GM Savers network members performing outside a block of flats in Hulme.

Community-led groups making up the GM Savers Network describe how they and their members are working together to get through the Covid-19 crisis.

GM Savers network members performing outside a block of flats in Hulme.

Six months on, the global pandemic is putting pressure on communities across Greater Manchester. While the UK government continues to assure that “we’re all in this together”, the reality is that the crisis has hit poorest areas hardest. For some, the response has been to band closer together to bridge the gap left by inadequate local services. In Manchester, the GM Savers Network have done just that.
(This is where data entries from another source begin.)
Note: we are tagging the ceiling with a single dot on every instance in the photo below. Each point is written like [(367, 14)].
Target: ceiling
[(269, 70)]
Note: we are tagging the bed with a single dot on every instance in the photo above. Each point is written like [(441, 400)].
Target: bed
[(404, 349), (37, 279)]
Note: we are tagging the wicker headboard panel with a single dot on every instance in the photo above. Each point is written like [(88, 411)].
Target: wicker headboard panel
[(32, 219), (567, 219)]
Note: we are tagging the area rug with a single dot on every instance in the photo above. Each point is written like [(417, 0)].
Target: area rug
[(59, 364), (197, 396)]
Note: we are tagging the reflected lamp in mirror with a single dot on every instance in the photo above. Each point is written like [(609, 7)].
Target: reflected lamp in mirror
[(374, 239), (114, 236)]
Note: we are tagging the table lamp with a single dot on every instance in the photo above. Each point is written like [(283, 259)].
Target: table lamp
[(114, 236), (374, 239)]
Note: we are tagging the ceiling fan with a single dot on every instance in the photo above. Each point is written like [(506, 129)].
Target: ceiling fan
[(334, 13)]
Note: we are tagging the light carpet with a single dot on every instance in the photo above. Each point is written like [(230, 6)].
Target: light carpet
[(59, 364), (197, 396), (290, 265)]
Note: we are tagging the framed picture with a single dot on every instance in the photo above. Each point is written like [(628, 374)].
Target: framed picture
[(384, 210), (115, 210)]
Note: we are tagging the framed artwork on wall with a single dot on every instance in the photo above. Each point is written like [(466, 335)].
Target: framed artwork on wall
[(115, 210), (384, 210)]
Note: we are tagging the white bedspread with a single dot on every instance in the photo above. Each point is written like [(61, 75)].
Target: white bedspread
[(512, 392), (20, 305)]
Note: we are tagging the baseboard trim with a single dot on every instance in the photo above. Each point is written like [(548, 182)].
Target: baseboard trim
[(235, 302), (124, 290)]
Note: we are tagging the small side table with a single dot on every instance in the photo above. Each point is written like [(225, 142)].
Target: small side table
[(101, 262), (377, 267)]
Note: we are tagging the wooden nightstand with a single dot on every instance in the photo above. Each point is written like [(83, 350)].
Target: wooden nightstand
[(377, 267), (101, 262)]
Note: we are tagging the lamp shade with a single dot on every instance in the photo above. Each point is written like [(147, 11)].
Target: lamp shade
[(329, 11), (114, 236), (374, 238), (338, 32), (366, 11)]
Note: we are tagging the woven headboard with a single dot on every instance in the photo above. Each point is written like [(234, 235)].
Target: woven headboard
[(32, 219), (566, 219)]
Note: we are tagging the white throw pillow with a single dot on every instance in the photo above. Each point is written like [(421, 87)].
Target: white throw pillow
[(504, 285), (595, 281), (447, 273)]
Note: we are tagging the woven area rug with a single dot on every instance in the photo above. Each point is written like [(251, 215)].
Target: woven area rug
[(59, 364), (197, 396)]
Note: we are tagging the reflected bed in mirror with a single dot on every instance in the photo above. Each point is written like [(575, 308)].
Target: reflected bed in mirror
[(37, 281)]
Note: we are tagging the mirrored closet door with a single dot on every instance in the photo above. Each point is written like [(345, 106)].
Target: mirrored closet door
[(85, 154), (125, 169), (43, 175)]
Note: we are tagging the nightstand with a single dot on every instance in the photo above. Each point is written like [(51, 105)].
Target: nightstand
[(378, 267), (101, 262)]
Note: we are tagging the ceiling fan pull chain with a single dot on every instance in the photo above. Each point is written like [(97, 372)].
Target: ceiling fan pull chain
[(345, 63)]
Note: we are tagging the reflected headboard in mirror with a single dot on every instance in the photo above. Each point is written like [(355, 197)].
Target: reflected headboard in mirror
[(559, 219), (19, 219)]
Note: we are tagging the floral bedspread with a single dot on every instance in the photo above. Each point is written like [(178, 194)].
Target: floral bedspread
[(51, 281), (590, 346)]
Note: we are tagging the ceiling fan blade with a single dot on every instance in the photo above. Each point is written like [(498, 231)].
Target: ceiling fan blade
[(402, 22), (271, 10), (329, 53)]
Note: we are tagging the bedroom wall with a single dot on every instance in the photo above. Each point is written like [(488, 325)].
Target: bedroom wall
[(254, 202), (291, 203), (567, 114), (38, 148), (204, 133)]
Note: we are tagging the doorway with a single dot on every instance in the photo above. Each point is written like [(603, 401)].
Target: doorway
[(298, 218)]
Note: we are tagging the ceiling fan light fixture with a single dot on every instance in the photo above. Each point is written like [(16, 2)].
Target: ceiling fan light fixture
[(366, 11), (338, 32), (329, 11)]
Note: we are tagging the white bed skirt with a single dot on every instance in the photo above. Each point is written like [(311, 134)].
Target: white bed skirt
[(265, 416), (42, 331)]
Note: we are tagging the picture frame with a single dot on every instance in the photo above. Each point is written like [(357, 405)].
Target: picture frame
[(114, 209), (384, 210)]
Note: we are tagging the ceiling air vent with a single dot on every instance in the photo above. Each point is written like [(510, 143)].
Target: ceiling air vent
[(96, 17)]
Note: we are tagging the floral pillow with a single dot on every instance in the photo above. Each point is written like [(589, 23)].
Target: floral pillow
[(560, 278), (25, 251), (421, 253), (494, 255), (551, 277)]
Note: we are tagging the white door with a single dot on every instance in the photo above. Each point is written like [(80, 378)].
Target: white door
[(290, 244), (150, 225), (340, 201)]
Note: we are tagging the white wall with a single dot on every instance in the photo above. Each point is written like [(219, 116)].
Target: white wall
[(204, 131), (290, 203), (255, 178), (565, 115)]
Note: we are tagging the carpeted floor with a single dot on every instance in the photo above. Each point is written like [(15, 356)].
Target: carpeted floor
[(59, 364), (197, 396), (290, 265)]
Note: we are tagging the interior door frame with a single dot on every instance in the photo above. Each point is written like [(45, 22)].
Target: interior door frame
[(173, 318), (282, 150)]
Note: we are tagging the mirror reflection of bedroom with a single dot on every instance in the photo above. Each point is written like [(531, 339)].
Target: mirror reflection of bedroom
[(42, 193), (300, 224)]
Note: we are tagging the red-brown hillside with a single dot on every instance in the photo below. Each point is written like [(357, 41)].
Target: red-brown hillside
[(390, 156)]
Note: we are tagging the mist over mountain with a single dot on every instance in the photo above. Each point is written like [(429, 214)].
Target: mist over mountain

From food prep and delivery, to looking after physical and mental wellbeing, these collaborating community groups have proved a lifeline to many.

Mums’ Mart, Brinnington Savers, On Top of the World Hulme and Miles Platting Savers are the female-led groups which make up the GM Savers Network. Set up by an action research project funded by Mistra Urban Futures Realising Just Cities programme, and supported by CLASS (Community-Led Action and Savings Support), the network seeks to establish and encourage a savings culture in their communities.

This innovative scheme is a very different model to a traditional credit union (which offer small loans to those unable to access money from banks.) It is based on the ideas and practices of Shack/Slum Dwellers International (SDI), started across the Global South it has become one of the biggest grassroots movements in the world. The focus is not merely on financial inclusion but also on communities organising to co-finance and attract investment into local services and community infrastructure.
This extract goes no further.